The Fifth Book of Peace
- Author: Maxine Hong Kingston
- Publisher: Knopf
- Publication date: September 2, 2003
- Pages: 416
- ISBN: 978-0679440758
- Preceded by: To Be the Poet
- Followed by: Veterans of War, Veterans of Peace

= The Fifth Book of Peace =

2003 book by Maxine Hong Kingston

The Fifth Book of Peace is a 2003 book by Maxine Hong Kingston, published by Knopf. Part-fiction, part-memoir, the book was written in response to Kingston's house fire in 1991 and additionally contains her thoughts about war, specifically the Vietnam War and the Gulf War, among others.

== Contents and background ==
In September of 1991, Kingston attended her father’s funeral. Afterward, she returned to Oakland, California only to discover that her neighborhood and house were on fire. At the time, Kingston had been writing the manuscript for The Fourth Book of Peace, a sequel to Tripmaster Monkey: His Fake Book, but it, along with many of Kingston’s other possessions, didn’t survive. In the end, the fire killed 25 people.

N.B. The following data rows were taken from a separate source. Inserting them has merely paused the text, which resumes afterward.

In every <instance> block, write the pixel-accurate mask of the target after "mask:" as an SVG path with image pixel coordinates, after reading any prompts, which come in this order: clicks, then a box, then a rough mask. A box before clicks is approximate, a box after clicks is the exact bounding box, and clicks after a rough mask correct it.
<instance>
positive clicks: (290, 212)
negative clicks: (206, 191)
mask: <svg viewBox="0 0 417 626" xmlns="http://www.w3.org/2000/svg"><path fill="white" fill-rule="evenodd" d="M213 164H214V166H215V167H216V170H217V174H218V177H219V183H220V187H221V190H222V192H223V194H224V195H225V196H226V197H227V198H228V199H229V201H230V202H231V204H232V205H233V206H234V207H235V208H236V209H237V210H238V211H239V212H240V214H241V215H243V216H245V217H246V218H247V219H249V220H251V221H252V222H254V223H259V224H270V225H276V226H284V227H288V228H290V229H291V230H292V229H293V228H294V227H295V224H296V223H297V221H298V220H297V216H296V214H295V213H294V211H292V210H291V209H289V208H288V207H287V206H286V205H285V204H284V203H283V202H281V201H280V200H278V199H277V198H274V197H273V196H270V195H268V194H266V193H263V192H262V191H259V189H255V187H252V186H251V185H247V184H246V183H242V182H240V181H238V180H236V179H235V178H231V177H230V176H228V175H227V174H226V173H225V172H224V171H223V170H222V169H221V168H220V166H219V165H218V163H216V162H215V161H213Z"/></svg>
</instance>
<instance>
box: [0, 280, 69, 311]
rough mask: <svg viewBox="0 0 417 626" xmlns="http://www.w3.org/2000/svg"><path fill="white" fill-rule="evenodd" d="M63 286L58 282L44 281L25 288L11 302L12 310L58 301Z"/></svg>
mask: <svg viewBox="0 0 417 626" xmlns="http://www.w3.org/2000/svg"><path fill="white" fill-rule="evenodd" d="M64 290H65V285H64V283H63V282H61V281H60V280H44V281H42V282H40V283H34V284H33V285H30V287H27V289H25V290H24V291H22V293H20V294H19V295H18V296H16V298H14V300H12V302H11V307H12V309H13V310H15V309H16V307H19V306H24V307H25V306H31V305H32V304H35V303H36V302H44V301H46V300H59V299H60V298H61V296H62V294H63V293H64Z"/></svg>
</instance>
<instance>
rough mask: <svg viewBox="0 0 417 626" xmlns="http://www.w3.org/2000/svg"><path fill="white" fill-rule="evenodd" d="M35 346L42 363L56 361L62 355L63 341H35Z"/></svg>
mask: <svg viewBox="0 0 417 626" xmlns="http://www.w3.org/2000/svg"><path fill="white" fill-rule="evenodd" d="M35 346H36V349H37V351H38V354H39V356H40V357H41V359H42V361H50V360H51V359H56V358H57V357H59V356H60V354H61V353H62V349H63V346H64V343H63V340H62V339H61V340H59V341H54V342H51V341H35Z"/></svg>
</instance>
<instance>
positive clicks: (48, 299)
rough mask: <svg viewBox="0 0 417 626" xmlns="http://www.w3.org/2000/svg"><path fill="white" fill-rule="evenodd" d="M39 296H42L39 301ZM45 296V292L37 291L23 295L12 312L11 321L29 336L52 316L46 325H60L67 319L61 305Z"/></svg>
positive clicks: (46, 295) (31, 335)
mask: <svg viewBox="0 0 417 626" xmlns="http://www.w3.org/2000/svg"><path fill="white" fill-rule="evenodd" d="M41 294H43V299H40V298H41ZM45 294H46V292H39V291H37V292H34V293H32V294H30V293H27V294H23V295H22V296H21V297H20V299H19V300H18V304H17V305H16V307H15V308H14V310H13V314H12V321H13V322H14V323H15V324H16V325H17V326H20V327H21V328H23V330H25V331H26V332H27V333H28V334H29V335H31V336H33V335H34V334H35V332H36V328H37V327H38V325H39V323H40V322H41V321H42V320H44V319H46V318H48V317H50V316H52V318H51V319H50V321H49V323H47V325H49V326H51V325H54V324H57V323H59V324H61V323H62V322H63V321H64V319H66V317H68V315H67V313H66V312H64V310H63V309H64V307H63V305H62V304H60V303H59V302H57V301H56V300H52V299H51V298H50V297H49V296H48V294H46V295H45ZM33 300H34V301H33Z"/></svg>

In The Fifth Book of Peace, Kingston partially rewrites the lost sequel, following her protagonist Wittman Ah Sing’s adventures in Hawaii, while also elaborating on her own personal experiences with regard to the fire and her meditations on war past and present, specifically the Vietnam War. The book, in its final section, also concerns Kingston’s experiences teaching writing workshops to veterans, a practice she began inspired by Thich Nhat Hanh after her house fire; over 200 veterans have taken part since. The book also involves the experiences of those who were arrested alongside Kingston during a demonstration against the Iraq War outside of the White House in 2003.

== Critical reception ==
Publishers Weekly wrote: “Kingston writes in a panoply of languages: American, Chinese, poetry, dreams, mythos, song, history, hallucination, meditation, tragedy—all are invoked in this complex stream-of-consciousness memoir, which questions repeatedly and intrinsically: Why war? Why not peace?” The reviewer called the book “Complicated, convoluted, fascinating, and, in the final section, poignant almost beyond bearability” and saw it as “vintage Kingston”. Kirkus Reviews said the parts about Kingston’s family were the most “original and compelling” while finding the final section about Kingston’s writing workshops for veterans to be underwhelming.

In a briefly noted review, the New Yorker called the book “rich in empathy and moral conviction” and lauded Kingston’s storytelling to the point of regret that the original manuscript for The Fourth Book of Peace was never recovered. Meanwhile, Polly Shulman, writing for the New York Times, stated that Kingston’s juxtaposition of fiction and memoir was disappointing in The Fifth Book of Peace, especially in comparison to her previous works, such as The Woman Warrior, which were “remarkable” in execution.